Quant aux banlieues d'Alep, elles sont «à la merci» du mitraillage de l'aviation syrienne, a-t-il ajouté. «Bientôt, il n'y aura plus rien à détruire à Alep», a ajouté le militant, en soulignant que le régime employait des armes aériennes sans retenue.

Alors que les soldats syriens bombardaient les positions des rebelles à Alep, des diplomates ont affirmé que Lakhdar Brahimi, ancien chef de la diplomatie algérienne et haut responsable des Nations unies, était pressenti pour remplacer Kofi Annan en tant qu'émissaire de l'ONU et de la Ligue arabe en Syrie.

Les États-Unis ont par ailleurs annoncé vendredi des sanctions contre le Hezbollah libanais pour son soutien au régime de Bachar el-Assad. Il s'agit d'un geste symbolique, puisque Washington considère déjà le groupe chiite comme une organisation terroriste.

Le gouvernement américain prépare aussi de nouvelles sanctions contre le régime syrien, ont déclaré vendredi de hauts responsables accompagnant la secrétaire d'État Hillary Clinton dans sa tournée en Afrique.

Après la grande prière du vendredi, des manifestants se sont rassemblés dans plusieurs localités de la Syrie pour réclamer des armes pour les rebelles. «Donnez-nous des canons antiaériens.
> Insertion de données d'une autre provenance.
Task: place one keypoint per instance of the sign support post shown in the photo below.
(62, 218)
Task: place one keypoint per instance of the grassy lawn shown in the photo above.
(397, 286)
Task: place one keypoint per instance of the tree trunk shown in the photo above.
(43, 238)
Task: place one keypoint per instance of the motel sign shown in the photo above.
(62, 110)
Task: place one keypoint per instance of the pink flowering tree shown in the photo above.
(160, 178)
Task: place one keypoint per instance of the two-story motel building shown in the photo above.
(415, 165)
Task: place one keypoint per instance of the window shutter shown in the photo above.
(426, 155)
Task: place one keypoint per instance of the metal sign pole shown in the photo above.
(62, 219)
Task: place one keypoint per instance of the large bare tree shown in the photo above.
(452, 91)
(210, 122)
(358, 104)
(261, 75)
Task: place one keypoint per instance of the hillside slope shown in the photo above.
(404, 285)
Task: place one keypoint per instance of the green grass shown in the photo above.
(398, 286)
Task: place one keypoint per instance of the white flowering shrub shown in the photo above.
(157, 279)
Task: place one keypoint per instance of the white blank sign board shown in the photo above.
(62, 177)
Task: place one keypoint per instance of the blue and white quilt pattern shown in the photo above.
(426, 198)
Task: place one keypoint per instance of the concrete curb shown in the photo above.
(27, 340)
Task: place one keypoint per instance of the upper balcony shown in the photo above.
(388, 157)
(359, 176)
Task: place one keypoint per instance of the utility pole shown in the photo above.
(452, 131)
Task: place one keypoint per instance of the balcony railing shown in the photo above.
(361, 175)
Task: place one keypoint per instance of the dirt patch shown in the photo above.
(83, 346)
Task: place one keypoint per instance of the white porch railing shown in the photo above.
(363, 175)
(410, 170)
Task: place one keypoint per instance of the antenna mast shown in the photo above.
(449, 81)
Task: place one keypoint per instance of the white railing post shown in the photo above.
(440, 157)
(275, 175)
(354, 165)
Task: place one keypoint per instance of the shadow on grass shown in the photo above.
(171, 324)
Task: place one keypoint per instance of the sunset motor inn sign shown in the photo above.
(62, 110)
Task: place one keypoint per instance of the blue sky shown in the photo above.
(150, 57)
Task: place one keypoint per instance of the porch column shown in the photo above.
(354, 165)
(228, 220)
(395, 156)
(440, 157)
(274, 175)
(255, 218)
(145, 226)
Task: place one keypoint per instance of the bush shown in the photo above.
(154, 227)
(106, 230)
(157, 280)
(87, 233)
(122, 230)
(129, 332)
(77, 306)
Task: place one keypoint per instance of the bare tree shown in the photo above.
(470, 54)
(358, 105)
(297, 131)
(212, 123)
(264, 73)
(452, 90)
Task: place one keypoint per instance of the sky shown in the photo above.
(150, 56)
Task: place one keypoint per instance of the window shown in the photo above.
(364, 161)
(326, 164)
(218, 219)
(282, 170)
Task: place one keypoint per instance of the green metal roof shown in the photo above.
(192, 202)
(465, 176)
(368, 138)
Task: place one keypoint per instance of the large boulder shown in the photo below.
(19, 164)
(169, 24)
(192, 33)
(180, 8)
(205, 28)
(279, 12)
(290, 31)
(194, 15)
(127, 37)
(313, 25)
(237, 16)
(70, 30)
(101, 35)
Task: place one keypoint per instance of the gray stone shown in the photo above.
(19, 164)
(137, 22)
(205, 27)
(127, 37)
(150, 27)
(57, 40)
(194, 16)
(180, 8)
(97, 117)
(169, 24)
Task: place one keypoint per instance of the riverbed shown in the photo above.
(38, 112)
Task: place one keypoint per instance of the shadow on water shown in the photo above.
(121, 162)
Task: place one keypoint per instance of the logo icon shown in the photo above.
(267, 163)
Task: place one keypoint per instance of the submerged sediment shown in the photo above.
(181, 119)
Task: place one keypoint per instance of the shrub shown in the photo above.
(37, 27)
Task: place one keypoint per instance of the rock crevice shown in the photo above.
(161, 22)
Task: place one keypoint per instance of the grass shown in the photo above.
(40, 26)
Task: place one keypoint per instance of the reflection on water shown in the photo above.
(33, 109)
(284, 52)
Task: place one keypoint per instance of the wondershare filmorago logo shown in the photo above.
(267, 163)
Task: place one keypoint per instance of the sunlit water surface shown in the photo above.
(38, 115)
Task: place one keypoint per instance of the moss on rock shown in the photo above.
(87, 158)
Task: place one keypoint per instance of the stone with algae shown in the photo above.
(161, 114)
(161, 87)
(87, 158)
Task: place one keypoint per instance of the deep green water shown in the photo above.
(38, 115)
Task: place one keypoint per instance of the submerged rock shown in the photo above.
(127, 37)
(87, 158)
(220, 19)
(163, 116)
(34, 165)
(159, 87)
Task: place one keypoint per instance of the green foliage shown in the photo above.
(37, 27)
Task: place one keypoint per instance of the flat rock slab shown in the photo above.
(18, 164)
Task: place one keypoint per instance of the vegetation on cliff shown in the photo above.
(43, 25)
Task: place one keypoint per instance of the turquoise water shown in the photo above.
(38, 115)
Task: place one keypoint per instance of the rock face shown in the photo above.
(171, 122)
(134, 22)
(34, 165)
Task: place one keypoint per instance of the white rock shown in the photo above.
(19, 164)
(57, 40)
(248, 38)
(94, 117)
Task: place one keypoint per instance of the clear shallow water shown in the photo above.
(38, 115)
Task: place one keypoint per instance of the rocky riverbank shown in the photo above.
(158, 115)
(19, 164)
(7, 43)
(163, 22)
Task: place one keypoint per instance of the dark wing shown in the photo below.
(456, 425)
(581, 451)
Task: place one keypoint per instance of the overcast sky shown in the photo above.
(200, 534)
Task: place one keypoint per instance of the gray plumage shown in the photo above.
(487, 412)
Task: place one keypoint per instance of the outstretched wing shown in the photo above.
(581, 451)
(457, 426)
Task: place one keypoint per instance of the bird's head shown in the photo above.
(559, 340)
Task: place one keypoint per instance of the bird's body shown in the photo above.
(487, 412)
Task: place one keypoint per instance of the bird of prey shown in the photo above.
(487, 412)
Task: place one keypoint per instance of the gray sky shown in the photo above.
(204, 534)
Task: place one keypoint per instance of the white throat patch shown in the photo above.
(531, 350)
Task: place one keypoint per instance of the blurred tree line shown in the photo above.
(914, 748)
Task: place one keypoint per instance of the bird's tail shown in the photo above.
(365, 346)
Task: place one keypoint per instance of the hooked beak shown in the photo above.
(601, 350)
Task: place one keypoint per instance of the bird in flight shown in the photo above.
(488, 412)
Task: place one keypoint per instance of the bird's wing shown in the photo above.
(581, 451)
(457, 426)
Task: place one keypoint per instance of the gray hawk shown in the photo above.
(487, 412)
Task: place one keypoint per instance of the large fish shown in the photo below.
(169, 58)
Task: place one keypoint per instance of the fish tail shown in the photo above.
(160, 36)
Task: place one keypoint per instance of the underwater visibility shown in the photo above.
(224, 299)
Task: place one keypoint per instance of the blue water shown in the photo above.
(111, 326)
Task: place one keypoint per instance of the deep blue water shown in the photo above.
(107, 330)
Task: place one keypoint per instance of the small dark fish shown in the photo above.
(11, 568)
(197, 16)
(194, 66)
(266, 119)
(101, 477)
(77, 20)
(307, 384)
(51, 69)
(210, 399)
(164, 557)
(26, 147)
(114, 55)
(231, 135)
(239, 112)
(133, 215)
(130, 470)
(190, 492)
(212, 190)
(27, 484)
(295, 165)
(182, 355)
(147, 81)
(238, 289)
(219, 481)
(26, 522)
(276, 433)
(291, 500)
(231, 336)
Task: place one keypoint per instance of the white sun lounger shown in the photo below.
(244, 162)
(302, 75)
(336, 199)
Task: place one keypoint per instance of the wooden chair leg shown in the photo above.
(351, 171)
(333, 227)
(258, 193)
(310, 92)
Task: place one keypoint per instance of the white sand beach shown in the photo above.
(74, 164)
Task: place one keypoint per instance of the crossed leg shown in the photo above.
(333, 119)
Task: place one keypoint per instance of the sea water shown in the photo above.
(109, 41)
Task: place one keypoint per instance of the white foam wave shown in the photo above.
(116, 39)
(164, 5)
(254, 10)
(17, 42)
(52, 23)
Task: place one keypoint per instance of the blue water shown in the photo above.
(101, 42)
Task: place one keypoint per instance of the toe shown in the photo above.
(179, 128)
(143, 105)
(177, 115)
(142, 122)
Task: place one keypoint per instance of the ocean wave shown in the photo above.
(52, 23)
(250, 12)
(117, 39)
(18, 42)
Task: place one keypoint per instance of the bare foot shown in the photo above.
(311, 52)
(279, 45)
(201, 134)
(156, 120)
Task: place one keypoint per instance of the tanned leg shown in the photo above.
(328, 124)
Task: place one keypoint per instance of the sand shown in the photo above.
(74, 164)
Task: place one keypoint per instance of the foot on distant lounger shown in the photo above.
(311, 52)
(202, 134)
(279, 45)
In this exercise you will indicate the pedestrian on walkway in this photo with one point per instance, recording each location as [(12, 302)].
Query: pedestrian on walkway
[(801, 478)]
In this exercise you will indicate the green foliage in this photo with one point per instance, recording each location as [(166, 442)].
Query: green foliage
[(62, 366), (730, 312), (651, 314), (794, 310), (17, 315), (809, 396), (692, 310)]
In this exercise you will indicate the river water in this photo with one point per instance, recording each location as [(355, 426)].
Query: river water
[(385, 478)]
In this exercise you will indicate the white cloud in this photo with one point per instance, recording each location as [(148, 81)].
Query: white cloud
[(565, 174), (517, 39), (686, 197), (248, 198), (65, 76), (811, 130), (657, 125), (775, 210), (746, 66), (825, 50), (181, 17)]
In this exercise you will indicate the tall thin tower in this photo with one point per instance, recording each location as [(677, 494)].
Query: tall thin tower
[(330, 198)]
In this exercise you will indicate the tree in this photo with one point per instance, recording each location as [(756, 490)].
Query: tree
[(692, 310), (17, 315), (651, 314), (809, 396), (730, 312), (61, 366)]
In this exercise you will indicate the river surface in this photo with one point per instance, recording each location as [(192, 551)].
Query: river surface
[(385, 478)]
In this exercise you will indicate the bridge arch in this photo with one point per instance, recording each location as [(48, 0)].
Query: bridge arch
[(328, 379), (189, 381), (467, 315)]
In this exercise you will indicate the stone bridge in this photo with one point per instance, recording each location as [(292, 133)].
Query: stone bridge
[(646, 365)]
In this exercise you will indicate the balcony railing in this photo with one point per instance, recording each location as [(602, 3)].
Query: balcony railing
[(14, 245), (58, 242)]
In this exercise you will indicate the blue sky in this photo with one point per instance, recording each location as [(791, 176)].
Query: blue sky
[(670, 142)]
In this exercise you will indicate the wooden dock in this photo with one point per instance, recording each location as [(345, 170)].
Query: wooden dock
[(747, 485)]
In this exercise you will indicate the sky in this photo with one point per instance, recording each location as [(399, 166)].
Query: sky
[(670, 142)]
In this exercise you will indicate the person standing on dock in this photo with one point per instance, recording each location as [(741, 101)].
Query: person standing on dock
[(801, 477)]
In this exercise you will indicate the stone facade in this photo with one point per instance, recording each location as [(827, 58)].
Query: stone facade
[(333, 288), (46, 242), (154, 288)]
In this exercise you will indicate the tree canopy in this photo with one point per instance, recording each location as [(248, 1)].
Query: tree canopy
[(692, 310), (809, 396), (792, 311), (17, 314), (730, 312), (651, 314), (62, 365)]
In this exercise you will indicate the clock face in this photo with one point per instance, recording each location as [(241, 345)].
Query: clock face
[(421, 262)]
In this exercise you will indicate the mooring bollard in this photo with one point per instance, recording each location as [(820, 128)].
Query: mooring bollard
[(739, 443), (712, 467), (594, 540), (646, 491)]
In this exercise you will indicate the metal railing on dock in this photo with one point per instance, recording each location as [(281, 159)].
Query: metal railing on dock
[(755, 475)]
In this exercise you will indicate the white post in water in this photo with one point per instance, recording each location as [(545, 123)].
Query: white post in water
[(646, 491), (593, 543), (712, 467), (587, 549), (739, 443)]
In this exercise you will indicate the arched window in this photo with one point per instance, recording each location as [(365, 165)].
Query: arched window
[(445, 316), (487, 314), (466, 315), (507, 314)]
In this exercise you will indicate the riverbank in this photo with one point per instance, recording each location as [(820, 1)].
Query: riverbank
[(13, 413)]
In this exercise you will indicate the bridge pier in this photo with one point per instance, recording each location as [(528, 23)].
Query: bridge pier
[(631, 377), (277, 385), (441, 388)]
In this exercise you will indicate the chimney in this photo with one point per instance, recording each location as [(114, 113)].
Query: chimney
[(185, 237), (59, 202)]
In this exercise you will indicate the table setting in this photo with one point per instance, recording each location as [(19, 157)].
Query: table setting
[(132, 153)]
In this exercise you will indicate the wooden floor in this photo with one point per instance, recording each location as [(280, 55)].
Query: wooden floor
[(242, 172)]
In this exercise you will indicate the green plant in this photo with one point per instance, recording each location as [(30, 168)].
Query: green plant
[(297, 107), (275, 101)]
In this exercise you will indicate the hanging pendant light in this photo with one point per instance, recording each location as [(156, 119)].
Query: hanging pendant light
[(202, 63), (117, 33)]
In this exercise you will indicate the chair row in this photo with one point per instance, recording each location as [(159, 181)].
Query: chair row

Où est votre conscience?», demandait notamment un manifestant à Kfar Zeita, dans la province de Hama.

Le Royaume-Uni a annoncé qu'il allait fournir une aide supplémentaire de cinq millions de livres (7,77 millions $ CAN) à l'insurrection syrienne, a annoncé vendredi le ministre britannique des Affaires étrangères, William Hague.

Londres n'enverra pas d'armes, mais des équipements de communication, des groupes électrogènes et des équipements médicaux, a précisé M. Hague. Les contacts diplomatiques avec la branche politique de l'Armée syrienne libre vont par ailleurs être intensifiés, a ajouté le chef de la diplomatie britannique.

«Il ne s'agit pas de prendre parti dans une guerre civile», a-t-il expliqué. Mais «le risque de chaos et de vide total du pouvoir est si important que nous devons maintenant établir des relations avec ceux qui pourraient gouverner la Syrie à l'avenir», a-t-il fait valoir. «La population syrienne ne peut pas attendre que la roue de la diplomatie tourne. Beaucoup d'autres personnes mourront sans aide urgente.»

Les Syriens continuent de fuir le pays par milliers chaque jour, selon le Haut commissariat des Nations unies pour les réfugiés (HCR). Les autorités turques ont affirmé que plus de 1550 Syriens avaient traversé la frontière au cours des dernières 24 heures.

Les bureaux du HCR en Turquie, au Liban, en Jordanie et en Irak ont tous constaté cette semaine une forte augmentation du nombre de personnes enregistrées comme réfugiés, ou en voie de l'être, a expliqué un porte-parole du HCR, Adrian Edwards.

«Nous savons qu'il y a des populations importantes de réfugiés qui n'ont pas été recensées», a-t-il ajouté devant la presse à Genève.

D'après les derniers chiffres en date, il y a 50 227 réfugiés syriens en Turquie, dont plus de 6000 arrivés au cours de la semaine. On dénombre par ailleurs 45 869 réfugiés syriens en Jordanie, 36 841 au Liban et 13 587 en Irak.

D'après les estimations du HCR, jusqu'à 1,5 million de personnes pourraient être déplacées à l'intérieur de la Syrie, avec peu ou pas d'accès à une aide humanitaire.